Jenny Ghith (Pfizer) rounded off the session by discussing the impact of AI in publications. Currently, an overload of information exceeds human capacity. AI might be able to help with time-consuming publication gap analyses, particularly in terms of identifying and selecting relevant articles. Extracting meaning from publications still needs human input, for the time being, due to the risk of false positives (AI including articles that are not relevant) and false negatives (AI removing articles that are relevant). However, the potential for AI in future time- and cost-savings in gap analyses and other resource-intensive, repetitive or mundane tasks, is huge. Existing AI technology is already being investigated in the industry and leveraging AI can significantly increase efficiency if utilised in current practices. However, we must evaluate AI through the lens of business needs and be mindful of its strengths and limitations.
At the end of the session, attendees were directed towards further resources including a Nature Toolbox article on future interactions between AI and scientific literature, and an online course from MIT: Artificial Intelligence: implications for business strategy. The session was summarised by emphasising the potential that AI has to rapidly provide answers to medical questions, ensuring that publication and strategic planning is more accurate. AI will require significant investment in software and will take time to get right, but when it does, the impact will be considerable.
Case study: extending the reach of your poster with digital publication extenders
In this session, Heather Abourjaily and Alia Bucciarelli (both from Biogen) discussed how moving from the traditional approach to posters to a more digital approach aligned with how HCPs want to receive information. According to a survey of neurologists, HCPs want to receive accurate, regular, prompt, up-to-date, non-promotional, unbiased information and materials. This is not new. However, how they want to receive information is changing. By 2020, two-thirds of HCPs will be digital natives (they qualified during or after the internet went mainstream, and have relied on digital interactions throughout their professional career). In a study by EPG Health, 81% of HCPs surveyed would prefer access to congress materials year-round, not just during the event, and want continued discussions beyond the congress setting. This shift requires a different, digital approach to communicating scientific information.
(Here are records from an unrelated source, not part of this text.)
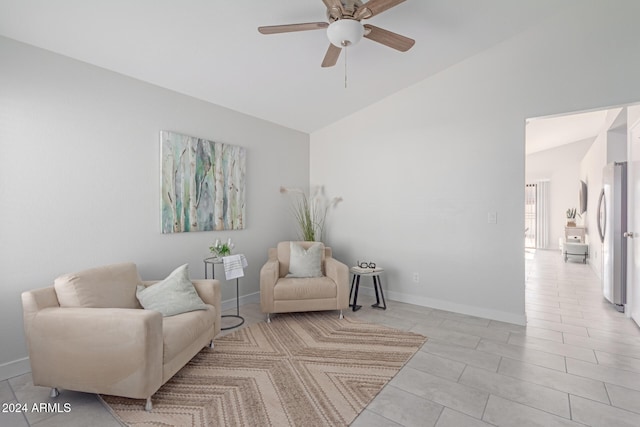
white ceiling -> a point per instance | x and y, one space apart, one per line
550 132
211 49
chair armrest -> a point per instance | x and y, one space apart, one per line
269 274
97 350
210 292
339 273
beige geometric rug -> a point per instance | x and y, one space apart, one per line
302 369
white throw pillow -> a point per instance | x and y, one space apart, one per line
173 295
305 262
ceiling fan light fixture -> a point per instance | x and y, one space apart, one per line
345 32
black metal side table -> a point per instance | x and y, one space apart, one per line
374 273
213 261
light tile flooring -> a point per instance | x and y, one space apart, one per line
576 363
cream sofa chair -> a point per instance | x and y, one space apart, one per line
89 333
282 294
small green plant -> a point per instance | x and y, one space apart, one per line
572 212
220 249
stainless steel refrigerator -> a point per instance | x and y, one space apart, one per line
612 224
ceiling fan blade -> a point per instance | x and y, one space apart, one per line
334 7
388 38
332 55
275 29
375 7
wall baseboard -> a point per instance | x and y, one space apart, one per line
500 316
14 368
244 299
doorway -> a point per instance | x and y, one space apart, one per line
530 209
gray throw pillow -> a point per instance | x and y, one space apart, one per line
305 262
171 296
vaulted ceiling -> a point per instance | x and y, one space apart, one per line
211 49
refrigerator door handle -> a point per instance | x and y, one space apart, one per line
602 216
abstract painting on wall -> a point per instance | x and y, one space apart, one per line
202 184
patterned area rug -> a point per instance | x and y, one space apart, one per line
302 369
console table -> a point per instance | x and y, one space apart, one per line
213 261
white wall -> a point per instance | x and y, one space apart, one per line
420 171
561 166
79 179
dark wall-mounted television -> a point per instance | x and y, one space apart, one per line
583 197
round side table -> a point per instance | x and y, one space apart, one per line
374 273
213 261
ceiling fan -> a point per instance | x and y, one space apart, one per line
346 29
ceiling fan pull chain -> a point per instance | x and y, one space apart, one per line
345 66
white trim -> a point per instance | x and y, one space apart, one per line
14 368
449 306
244 299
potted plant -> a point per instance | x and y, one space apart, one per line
571 217
311 214
219 249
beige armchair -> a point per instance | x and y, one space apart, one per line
88 333
282 294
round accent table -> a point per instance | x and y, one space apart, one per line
374 273
213 261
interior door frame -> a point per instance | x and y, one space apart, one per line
633 221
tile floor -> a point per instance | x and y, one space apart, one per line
576 363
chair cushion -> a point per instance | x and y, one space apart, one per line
110 286
305 262
295 288
173 295
178 332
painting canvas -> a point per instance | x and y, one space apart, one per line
202 184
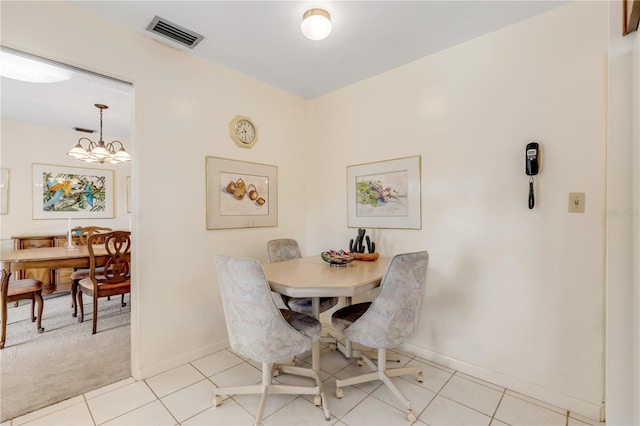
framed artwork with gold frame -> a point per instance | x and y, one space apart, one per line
241 194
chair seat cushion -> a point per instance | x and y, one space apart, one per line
305 324
303 304
344 317
23 286
84 273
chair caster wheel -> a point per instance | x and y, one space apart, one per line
217 400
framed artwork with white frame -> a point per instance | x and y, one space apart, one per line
384 194
61 192
4 191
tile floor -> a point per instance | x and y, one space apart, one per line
183 395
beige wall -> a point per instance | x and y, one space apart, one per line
513 295
183 106
24 144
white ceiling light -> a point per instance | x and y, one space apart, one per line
22 68
316 24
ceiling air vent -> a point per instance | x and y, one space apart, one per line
174 32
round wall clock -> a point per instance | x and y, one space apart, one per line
243 131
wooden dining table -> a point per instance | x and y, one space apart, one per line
313 277
50 257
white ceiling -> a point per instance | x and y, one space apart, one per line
262 39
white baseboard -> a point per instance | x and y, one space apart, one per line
183 358
574 405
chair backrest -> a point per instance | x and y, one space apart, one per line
393 314
87 231
256 328
117 267
282 249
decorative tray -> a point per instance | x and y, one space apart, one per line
337 258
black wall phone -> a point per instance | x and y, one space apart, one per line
531 167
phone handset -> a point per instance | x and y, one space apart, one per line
531 168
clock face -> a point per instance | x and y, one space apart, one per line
245 131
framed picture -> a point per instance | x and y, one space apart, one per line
61 192
384 194
631 10
4 191
241 194
128 194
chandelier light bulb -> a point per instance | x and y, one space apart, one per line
316 24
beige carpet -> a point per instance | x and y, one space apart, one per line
66 360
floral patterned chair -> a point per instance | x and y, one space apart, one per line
386 322
287 249
258 330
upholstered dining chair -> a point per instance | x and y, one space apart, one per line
286 249
386 322
258 330
12 291
115 278
83 236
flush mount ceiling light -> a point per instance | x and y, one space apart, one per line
316 24
21 68
99 152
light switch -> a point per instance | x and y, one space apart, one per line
576 202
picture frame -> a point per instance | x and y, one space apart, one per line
4 191
631 11
240 194
385 194
61 192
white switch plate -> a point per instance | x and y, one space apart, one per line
576 202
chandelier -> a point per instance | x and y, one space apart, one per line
99 152
316 24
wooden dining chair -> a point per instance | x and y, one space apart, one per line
12 291
115 278
78 274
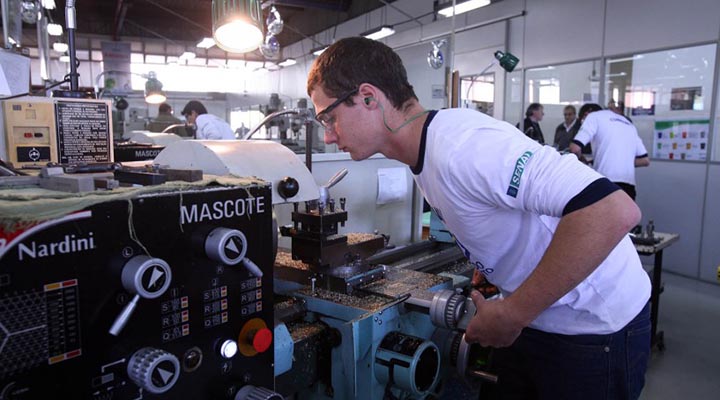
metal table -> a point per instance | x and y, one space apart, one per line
666 239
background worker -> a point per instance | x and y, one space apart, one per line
618 149
207 126
166 118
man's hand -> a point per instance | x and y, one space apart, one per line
494 323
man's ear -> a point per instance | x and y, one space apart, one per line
369 93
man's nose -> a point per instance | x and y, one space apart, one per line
330 136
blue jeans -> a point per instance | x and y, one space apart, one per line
541 365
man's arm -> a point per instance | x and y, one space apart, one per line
577 150
642 161
582 240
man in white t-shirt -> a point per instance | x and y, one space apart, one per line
550 232
617 148
207 126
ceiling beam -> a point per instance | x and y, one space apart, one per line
338 5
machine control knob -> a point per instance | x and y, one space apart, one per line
447 308
250 392
454 310
226 246
288 187
228 349
262 339
146 276
154 370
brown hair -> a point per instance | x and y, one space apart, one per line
356 60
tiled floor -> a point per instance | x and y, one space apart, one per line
689 368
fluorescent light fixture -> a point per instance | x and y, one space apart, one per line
635 57
379 33
462 7
287 62
54 29
188 55
236 63
254 64
237 25
206 43
319 50
60 47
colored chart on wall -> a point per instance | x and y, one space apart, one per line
681 139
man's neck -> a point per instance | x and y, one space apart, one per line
404 145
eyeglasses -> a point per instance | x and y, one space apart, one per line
324 117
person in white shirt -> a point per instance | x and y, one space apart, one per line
550 232
207 126
617 147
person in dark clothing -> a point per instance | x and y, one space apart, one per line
565 132
531 126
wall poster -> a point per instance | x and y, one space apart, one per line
681 139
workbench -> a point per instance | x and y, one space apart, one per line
656 250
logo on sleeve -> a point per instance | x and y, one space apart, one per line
517 173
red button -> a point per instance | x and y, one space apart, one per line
262 340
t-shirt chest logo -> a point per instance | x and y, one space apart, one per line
517 173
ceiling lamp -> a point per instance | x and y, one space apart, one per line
54 29
60 47
317 51
435 56
462 7
379 33
237 25
271 47
287 62
274 21
206 43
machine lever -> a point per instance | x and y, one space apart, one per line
336 178
484 376
124 316
324 190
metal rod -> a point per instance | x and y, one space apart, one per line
308 144
268 118
70 21
6 30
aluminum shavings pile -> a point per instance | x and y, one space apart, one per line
284 259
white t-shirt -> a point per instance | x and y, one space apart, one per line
502 194
615 143
213 128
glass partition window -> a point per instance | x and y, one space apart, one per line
478 92
189 78
557 86
667 94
‘Publication extenders’ are helping the traditional poster to evolve to better share data. Biogen have developed a range of ways for HCPs to interact with posters: QR codes on posters link to a ‘microsite’ that contains the poster PDF, a mobile poster, poster slides and an author video. The microsite is optimised for viewing across mobile, tablet or desktop devices, and is available indefinitely. Author videos are short, 2–3 minute videos, which may be developed with the aid of free teleprompter apps.
Developing publication extenders presents challenges, including the short timeframe between finalising a poster and the congress, particularly considering that all materials require review and approval (including by all authors), meaning that perhaps efforts should be restricted to key posters. However, they can significantly increase the reach of a poster. For example, during Biogen’s last congress and the following week, users accessed high-priority microsites about 1200 times. This introduction of microsites and author videos increased the reach and lifespan of the data: for some posters, viewing time doubled following the congress. However, future opportunities include exploring Google analytics and introducing additional functionality to better meet HCP needs.